A PDF of the student activity is included.
Click on the image to enlarge it. Click again to close. Download PDF (637 KB)
create a scatter plot
interpret information from a scatter plot
FIO, Level 4+, Statistics, Book Two, Suspect on Foot, page 16
This activity introduces students to the idea that scatter plots can be used to find relationships between two sets of data (in this case, between height and footprint length). Data of this kind is said to be bivariate.
Because scatter plots plot a point for each individual piece of data, it is easy to see whether there are any patterns in the data. If there were none, the data would be spread evenly across the entire area of the graph.
Wherever the points “bunch” (that is, where they are more dense) or form a line of any sort, the pattern suggests a relationship.
This leads to the concept of correlation, that is, the relationship or connection between two sets of data. For instance, does height increase as foot size increases? If so, there is said to be a positive correlation between these two variables. If one thing decreases as another increases, there is said to be a negative correlation. Often there is no correlation at all.
Where there is a correlation, the students should be wary of assuming that a change in one variable is causing a change in the other. Correlation does not imply causation. A third factor may be influencing both variables. For example, a person may find there is a correlation between their indigestion and their consumption of sundried
tomatoes.
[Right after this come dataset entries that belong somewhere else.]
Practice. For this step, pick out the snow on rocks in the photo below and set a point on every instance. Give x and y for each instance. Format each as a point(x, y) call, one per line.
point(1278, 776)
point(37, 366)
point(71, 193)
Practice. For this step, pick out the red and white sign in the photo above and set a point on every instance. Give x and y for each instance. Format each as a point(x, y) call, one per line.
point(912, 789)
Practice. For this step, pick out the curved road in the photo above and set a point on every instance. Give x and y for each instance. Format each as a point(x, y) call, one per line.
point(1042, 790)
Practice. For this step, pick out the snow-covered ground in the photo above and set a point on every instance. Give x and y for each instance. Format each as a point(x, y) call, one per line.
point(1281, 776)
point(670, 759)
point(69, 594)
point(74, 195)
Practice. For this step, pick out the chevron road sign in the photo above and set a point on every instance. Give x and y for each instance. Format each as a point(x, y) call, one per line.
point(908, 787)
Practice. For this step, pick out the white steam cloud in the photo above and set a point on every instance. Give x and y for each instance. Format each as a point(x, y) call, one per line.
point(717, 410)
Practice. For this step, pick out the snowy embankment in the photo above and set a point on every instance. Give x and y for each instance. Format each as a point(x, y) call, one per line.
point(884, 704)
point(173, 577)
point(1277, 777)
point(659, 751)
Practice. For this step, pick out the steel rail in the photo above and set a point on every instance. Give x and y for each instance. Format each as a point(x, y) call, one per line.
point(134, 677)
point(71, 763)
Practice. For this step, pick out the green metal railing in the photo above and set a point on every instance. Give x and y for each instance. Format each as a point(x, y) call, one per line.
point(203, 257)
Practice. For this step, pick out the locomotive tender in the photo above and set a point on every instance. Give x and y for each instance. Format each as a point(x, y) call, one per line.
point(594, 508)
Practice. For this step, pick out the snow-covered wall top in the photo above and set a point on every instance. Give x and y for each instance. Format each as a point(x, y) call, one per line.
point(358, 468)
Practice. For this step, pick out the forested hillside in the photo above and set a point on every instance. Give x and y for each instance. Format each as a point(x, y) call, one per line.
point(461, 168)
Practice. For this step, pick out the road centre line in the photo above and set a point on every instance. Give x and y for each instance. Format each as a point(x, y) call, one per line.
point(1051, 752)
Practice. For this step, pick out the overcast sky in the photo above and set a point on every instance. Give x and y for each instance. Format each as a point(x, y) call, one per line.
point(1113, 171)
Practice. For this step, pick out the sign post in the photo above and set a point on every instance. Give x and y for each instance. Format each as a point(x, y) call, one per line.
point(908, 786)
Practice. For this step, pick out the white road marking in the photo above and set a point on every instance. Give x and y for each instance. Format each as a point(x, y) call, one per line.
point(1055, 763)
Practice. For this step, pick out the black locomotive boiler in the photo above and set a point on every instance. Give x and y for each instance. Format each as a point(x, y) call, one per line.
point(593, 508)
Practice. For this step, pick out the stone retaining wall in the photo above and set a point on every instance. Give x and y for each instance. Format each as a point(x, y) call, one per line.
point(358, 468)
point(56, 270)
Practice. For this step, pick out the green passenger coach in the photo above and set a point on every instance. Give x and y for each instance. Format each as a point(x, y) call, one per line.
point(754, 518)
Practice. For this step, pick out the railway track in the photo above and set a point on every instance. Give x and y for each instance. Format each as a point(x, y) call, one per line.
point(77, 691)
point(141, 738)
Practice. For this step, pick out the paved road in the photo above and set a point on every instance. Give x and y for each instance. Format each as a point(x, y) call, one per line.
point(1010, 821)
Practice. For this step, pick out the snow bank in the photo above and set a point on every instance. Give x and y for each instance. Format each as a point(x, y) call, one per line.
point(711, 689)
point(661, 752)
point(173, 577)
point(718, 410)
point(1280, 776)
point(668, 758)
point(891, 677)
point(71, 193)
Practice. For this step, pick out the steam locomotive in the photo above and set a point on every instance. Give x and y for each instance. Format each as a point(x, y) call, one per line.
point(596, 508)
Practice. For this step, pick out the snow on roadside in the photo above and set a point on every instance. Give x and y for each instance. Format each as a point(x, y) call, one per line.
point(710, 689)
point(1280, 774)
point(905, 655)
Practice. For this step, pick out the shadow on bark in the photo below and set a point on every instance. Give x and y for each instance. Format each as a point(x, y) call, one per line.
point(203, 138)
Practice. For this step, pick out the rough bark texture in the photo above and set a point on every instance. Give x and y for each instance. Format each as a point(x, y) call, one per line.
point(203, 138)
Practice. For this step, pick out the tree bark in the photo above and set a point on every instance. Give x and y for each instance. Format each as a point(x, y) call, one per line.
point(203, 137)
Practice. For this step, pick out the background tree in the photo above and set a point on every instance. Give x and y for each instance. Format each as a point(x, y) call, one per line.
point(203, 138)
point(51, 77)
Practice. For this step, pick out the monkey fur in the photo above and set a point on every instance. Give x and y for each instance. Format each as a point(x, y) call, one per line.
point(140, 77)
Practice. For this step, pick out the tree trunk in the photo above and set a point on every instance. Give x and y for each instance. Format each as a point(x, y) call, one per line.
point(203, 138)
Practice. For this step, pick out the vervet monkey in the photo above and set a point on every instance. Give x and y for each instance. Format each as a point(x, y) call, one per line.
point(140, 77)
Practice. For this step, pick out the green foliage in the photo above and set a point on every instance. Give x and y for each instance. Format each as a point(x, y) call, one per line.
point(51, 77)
But the cause of the problem may be the olives that they always eat when they eat the tomatoes.
When the students are entering their data in a spreadsheet (question 1b), they should work down the spreadsheet until all 30 rows of data are in place. (The data in the students’ book has been shown side by side to save space.)
Question 1c asks the students to use their graph to make predictions about height based on footprint length. Ask them to manually put a trend line on their scatter plot before they get the computer to do this so that they can compare the two lines. For information on trend lines, see the notes for Wim’s Waffles (page 4 of the students’ book).
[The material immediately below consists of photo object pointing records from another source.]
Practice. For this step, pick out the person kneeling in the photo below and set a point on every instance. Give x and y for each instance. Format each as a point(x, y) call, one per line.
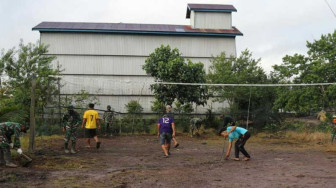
point(242, 135)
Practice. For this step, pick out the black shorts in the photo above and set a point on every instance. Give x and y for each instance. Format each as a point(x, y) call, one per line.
point(90, 133)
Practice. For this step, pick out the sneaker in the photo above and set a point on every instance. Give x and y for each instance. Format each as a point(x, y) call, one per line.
point(98, 145)
point(11, 165)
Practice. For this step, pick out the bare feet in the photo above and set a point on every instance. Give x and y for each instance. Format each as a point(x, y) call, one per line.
point(246, 159)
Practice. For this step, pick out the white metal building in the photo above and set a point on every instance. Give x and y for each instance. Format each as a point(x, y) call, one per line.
point(106, 59)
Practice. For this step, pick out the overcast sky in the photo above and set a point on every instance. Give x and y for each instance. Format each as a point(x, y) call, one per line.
point(271, 28)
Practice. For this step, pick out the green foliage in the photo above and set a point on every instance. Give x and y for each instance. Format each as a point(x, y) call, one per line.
point(20, 67)
point(318, 66)
point(158, 107)
point(167, 65)
point(242, 70)
point(183, 108)
point(134, 116)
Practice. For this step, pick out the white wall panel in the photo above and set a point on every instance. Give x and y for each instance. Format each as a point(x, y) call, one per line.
point(211, 20)
point(118, 104)
point(107, 85)
point(141, 45)
point(119, 65)
point(108, 65)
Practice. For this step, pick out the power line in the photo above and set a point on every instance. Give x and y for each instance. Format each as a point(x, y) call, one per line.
point(330, 7)
point(245, 85)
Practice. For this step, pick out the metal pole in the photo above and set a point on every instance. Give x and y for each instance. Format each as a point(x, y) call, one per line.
point(248, 110)
point(32, 117)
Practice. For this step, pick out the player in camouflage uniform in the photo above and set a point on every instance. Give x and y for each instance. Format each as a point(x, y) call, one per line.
point(7, 130)
point(195, 124)
point(108, 118)
point(71, 120)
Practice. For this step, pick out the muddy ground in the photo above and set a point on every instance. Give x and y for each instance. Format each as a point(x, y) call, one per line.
point(136, 161)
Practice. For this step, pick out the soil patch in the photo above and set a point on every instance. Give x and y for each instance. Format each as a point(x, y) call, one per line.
point(137, 161)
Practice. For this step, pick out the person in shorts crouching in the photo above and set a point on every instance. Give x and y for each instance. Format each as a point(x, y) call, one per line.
point(166, 127)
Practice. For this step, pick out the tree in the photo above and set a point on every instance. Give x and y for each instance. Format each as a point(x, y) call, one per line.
point(241, 70)
point(134, 110)
point(318, 66)
point(167, 65)
point(158, 107)
point(19, 68)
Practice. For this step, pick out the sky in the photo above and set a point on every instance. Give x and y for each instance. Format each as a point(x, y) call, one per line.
point(271, 28)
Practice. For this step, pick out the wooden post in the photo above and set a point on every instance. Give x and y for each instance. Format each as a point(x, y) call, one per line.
point(32, 117)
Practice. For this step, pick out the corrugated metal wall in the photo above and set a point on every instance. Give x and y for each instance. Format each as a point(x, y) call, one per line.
point(134, 45)
point(211, 20)
point(110, 66)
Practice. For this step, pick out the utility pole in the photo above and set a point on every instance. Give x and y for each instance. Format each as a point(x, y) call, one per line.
point(32, 117)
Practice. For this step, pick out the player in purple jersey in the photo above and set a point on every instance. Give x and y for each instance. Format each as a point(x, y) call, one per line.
point(166, 131)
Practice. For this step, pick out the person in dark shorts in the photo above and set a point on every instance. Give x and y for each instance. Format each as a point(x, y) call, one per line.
point(166, 131)
point(242, 135)
point(171, 115)
point(91, 122)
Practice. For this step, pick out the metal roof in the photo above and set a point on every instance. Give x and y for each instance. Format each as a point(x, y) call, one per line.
point(209, 8)
point(126, 28)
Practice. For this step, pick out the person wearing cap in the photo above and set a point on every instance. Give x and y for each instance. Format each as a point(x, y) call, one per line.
point(166, 131)
point(108, 118)
point(91, 122)
point(171, 115)
point(70, 121)
point(7, 130)
point(242, 135)
point(195, 124)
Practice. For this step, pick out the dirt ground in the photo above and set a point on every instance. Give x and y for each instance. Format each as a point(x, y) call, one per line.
point(136, 161)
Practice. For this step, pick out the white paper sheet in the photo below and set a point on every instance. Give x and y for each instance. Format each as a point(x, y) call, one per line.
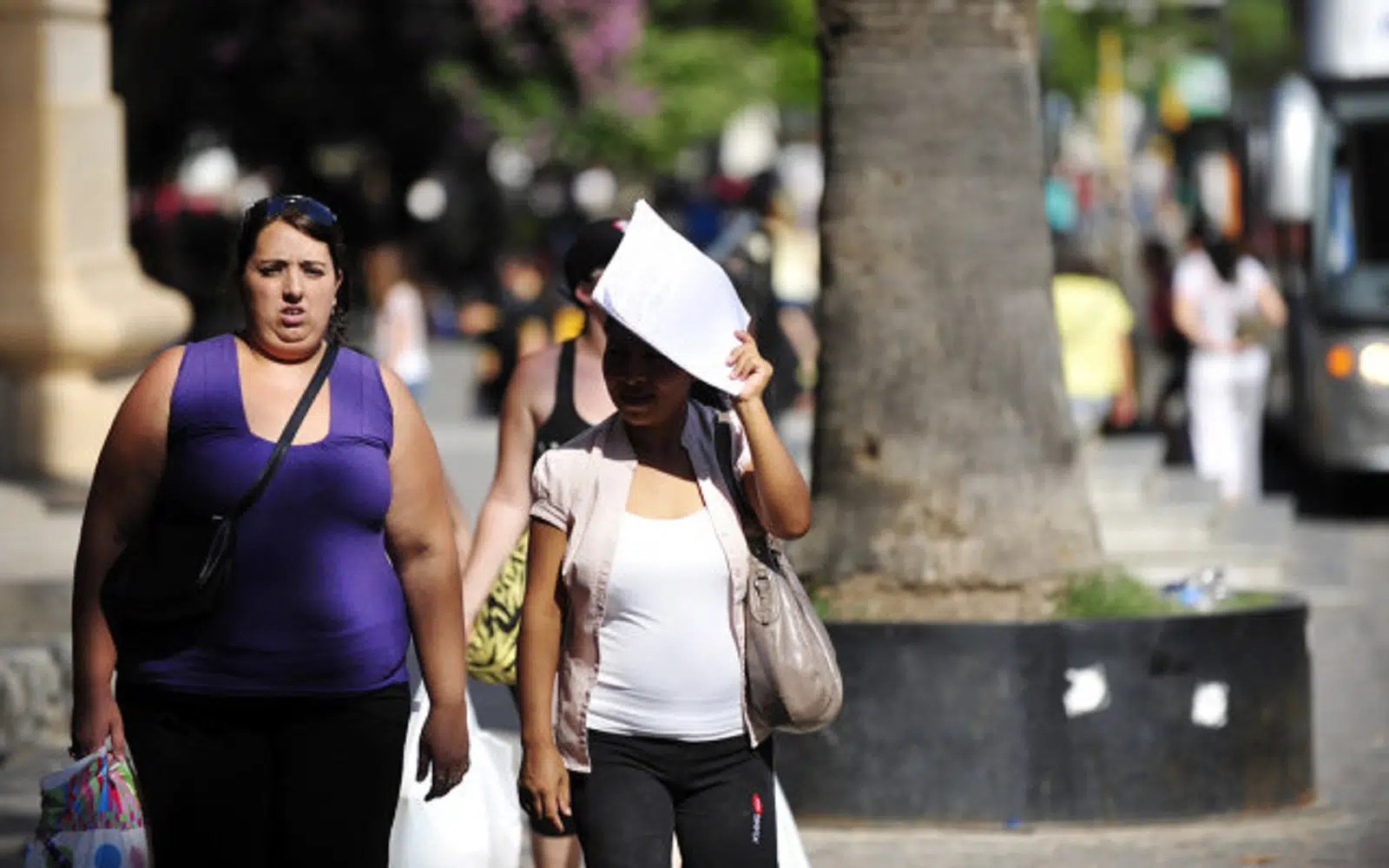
point(674, 298)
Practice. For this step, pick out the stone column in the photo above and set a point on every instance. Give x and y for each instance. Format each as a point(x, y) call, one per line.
point(76, 316)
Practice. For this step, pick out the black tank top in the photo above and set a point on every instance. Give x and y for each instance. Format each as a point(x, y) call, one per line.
point(564, 423)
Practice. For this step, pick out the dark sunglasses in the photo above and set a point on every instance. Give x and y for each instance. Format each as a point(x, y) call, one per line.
point(309, 207)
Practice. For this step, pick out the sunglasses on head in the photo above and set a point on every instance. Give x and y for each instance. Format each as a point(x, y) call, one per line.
point(310, 207)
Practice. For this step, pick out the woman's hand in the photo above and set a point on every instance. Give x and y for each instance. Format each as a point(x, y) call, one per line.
point(95, 720)
point(749, 365)
point(444, 743)
point(545, 785)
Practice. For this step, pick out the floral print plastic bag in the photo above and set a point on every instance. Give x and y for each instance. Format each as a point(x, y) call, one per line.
point(90, 817)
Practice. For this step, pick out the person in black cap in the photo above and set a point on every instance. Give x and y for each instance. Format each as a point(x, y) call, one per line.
point(553, 396)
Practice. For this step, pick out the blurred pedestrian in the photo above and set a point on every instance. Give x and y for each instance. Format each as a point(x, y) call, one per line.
point(270, 729)
point(1226, 305)
point(1168, 339)
point(553, 396)
point(400, 326)
point(1095, 326)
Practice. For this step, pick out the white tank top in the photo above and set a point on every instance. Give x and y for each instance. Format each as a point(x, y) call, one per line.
point(668, 663)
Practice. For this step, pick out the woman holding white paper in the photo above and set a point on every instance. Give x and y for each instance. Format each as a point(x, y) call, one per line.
point(636, 550)
point(635, 582)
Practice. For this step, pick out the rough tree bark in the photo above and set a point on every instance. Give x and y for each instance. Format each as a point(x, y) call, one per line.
point(946, 467)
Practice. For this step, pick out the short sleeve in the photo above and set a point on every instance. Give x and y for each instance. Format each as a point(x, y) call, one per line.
point(548, 502)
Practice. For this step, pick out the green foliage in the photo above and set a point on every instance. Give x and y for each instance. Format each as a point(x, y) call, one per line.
point(1261, 41)
point(1113, 595)
point(696, 64)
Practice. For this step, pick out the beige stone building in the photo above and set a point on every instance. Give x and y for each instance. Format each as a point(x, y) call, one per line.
point(76, 316)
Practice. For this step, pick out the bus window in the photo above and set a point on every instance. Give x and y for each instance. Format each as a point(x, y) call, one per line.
point(1370, 167)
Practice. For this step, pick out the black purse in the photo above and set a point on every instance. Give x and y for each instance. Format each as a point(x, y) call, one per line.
point(177, 567)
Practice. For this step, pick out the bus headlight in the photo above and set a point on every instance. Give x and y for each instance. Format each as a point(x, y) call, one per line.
point(1374, 365)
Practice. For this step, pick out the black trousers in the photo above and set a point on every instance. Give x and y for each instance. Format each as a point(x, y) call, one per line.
point(267, 781)
point(717, 798)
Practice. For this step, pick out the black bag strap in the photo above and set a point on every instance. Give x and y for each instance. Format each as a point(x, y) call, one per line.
point(286, 437)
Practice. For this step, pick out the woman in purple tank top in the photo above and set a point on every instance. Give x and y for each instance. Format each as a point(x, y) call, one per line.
point(271, 733)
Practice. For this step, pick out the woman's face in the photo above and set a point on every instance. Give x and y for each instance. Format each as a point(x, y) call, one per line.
point(291, 285)
point(645, 386)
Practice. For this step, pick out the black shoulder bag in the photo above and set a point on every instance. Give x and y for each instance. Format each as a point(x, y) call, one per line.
point(177, 567)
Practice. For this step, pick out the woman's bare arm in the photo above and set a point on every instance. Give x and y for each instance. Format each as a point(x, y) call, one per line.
point(775, 488)
point(118, 504)
point(542, 621)
point(420, 539)
point(421, 542)
point(543, 777)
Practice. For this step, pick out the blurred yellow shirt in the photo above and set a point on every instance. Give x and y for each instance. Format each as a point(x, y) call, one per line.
point(1090, 317)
When estimating the height of the burglar, the students should give a range rather than a precise value. This recognises the fact that, while there is some connection between height and footprint, it can’t be expressed as a precise rule.
Once they have established that there is some kind of relationship, the students could extend their trend line to predict the height of someone with much bigger feet than those shown. This is known as extrapolation (the making of predictions that go beyond the range of available data). Making predictions within that range
is known as interpolation.
Answers to Activity
1. a. The additional 10 measurements will vary.
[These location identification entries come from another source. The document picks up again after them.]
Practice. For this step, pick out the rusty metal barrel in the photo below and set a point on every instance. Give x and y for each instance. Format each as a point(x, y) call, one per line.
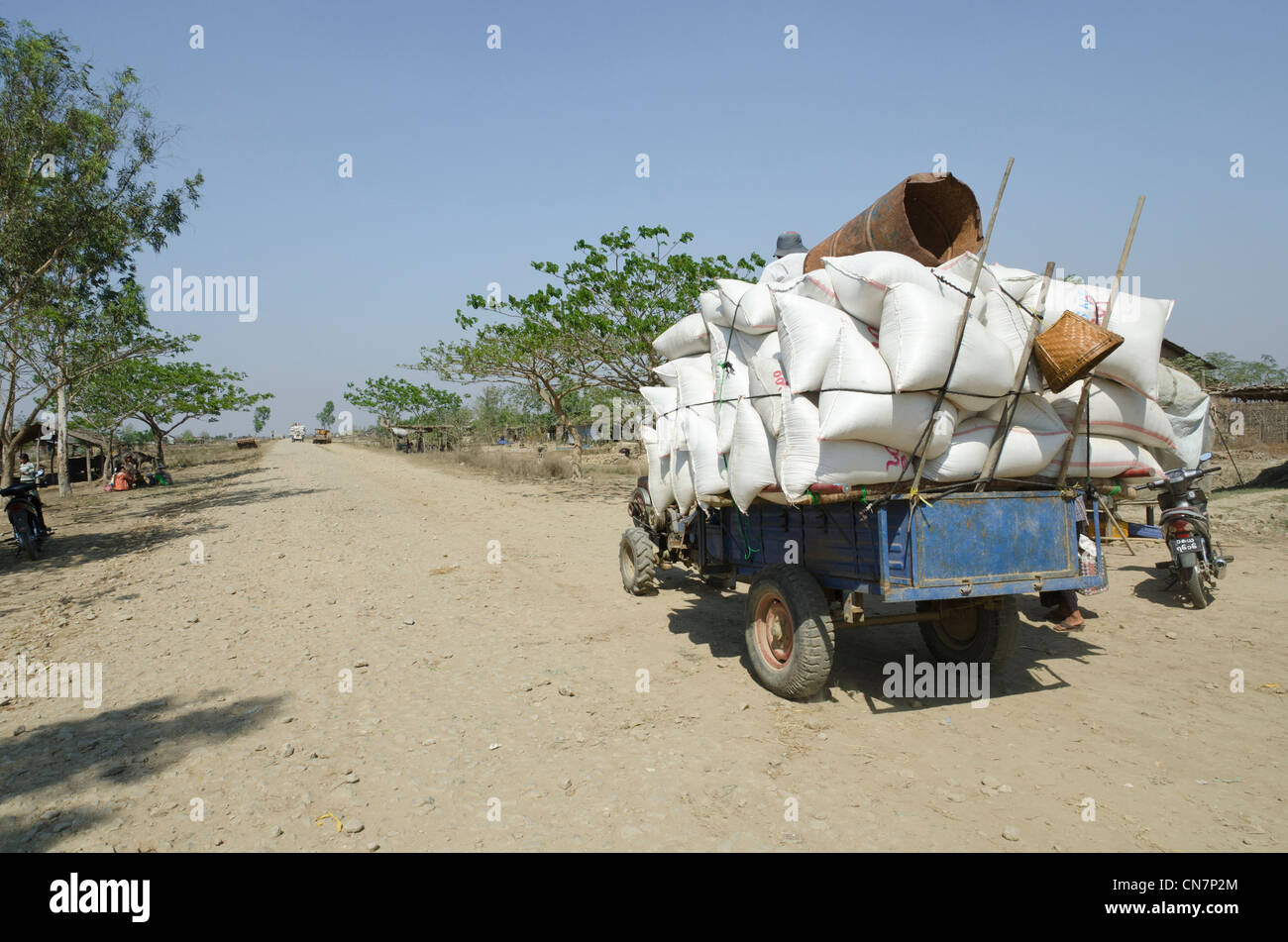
point(927, 218)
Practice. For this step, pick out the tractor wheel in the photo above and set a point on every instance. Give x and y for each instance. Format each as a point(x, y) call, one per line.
point(970, 632)
point(790, 636)
point(638, 560)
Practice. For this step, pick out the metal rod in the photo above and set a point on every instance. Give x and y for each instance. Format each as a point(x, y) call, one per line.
point(1222, 435)
point(1013, 403)
point(961, 322)
point(1086, 382)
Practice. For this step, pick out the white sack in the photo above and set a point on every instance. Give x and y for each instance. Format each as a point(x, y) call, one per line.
point(1116, 412)
point(708, 304)
point(1109, 459)
point(861, 463)
point(765, 378)
point(697, 387)
point(806, 334)
point(857, 295)
point(816, 286)
point(884, 267)
point(668, 372)
point(662, 401)
point(1016, 280)
point(748, 308)
point(1009, 323)
point(751, 460)
point(897, 420)
point(1186, 407)
point(730, 379)
point(682, 480)
point(797, 456)
point(686, 336)
point(803, 460)
point(857, 401)
point(917, 332)
point(658, 486)
point(958, 271)
point(1140, 322)
point(708, 465)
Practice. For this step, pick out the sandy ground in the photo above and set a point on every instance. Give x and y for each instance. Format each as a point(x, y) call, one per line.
point(498, 705)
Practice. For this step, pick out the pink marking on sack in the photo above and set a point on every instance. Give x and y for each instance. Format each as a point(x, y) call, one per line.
point(900, 460)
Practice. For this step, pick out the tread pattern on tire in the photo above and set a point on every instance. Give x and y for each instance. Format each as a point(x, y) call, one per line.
point(1194, 583)
point(812, 642)
point(644, 555)
point(26, 527)
point(1001, 627)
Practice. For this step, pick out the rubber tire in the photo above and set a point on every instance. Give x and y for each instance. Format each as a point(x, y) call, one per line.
point(638, 560)
point(809, 666)
point(1194, 583)
point(997, 632)
point(25, 530)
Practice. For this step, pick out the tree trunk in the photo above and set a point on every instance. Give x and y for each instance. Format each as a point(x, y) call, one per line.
point(107, 456)
point(576, 451)
point(64, 484)
point(557, 404)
b. Graphs will vary, but they should be similar to this one:
c. Somewhere between 165 and 178 cm would be reasonable. (See the graph below, where the shaded area shows this range.)
2. Answers will vary. A possible answer is: mark the line that best fits the trend of the data on the graph; find 28.4 cm on the footprint axis; go horizontally to the line you have drawn, then down to the height axis; and read the approximate height off your graph. Allow a reasonable range on either side of this value because there is
no precise link between foot size and height.